さて, 以下のように, この XML をアンマーシャリングしてみます.

        InputStream in;
        // ...
        ProgBand elp = JAXB.unmarshal(in, ProgBand.class);
        System.out.println(elp);

その結果は次のとおりです.

Emerson, Lake & Palmer (1970)

期待どおりです.

ところで, プログレの歴史は離合集散, 合従連衡の歴史でもあり, 同一のバンドが何度も結成と解散を繰り返すことが常態でした. エマーソン・レイク・アンド・パーマーもその例に漏れず, 1970 年に結成, 1979 年にいったん解散するも, 1991 年には再結成しました. そこで, 先ほどの XML は, 次のように書き直す必要がありそうです.

<?xml version="1.0"?>
<prog-band formed-year="1970 1991">
    <name>Emerson, Lake &amp; Palmer</name>
</prog-band>

ここで, ProgBand クラスのほうを変更せずに, この XML をアンマーシャリングすると, 結果は次のようになってしまいます.

Emerson, Lake & Palmer (1970 1991)

この段階では, formedYear の値は "1970 1991" です. formed-year 属性が複数の値を持っていることなど, まだ ProgBand クラスにとっては知ったこっちゃないということなのだと思います.
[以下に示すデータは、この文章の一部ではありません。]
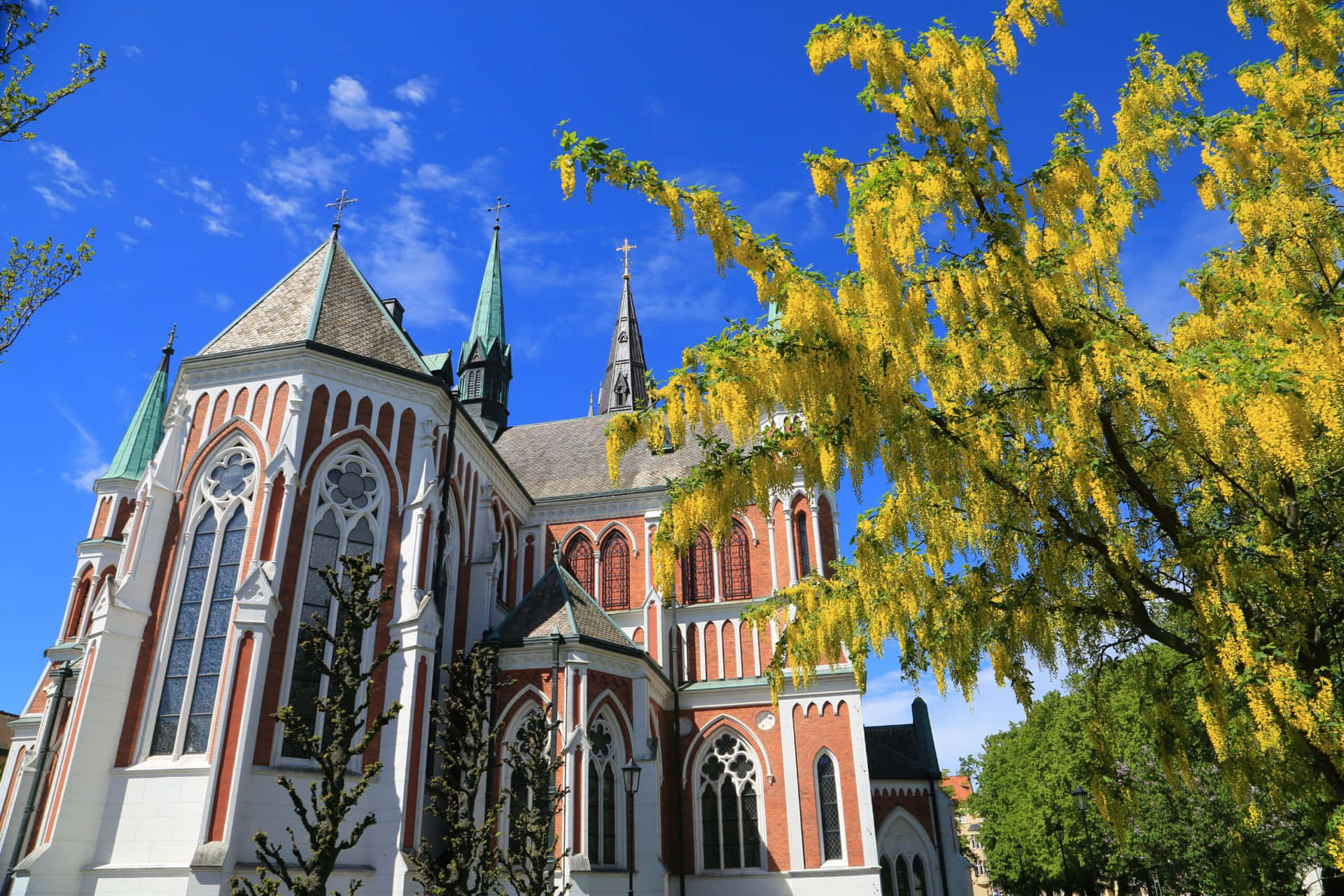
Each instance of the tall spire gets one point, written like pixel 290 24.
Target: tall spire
pixel 147 426
pixel 486 365
pixel 624 386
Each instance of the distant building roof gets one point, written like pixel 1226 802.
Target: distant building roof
pixel 960 786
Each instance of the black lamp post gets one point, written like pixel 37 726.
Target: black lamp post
pixel 632 785
pixel 1081 798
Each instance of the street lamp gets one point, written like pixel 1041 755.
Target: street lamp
pixel 632 785
pixel 1081 798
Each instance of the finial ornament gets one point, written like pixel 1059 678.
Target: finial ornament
pixel 498 207
pixel 625 248
pixel 340 207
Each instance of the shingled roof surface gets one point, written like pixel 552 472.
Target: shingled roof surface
pixel 569 457
pixel 328 301
pixel 559 603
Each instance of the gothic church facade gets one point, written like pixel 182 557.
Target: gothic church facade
pixel 314 426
そこで, ProgBand クラスを, 少し書き直すことにしてみます.

package tt4cs.jaxb;

import java.util.List;
import javax.xml.bind.annotation.XmlAttribute;
import javax.xml.bind.annotation.XmlElement;

public class ProgBand {
    
    @XmlAttribute(name="formed-year")
    private List<Integer> formedYear;
    
    @XmlElement
    private String name;
    
    private ProgBand() {}
    
    public ProgBand(List<Integer> formedYear, String name) {
        this.formedYear = formedYear;
        this.name = name;
    }
    
    @Override
    public String toString() {
        return String.format("%s %s", this.name, this.formedYear);
    }
    
}

おもな変更点は, formedYear の型を String から List<Integer> に変更したこと, toString() メソッドを微修正したこと, といったところでしょうか.

あらためて, 先ほどの XML をアンマーシャリングしてみますと, 今度は次のような結果を得ることになります.

Emerson, Lake & Palmer [1970, 1991]

すなわち, "1970 1991" という単一の値ではなく, 19701991 という複数の値として取り扱っていることを示唆しています.

まとめ

特にまとめらしいまとめはないのですが, JAXB を使い始めた段階における, 複数の要素や属性の取り扱いはどうなるのかな, という点についてのメモ書きは, 今夜のところは以上です. おしまい.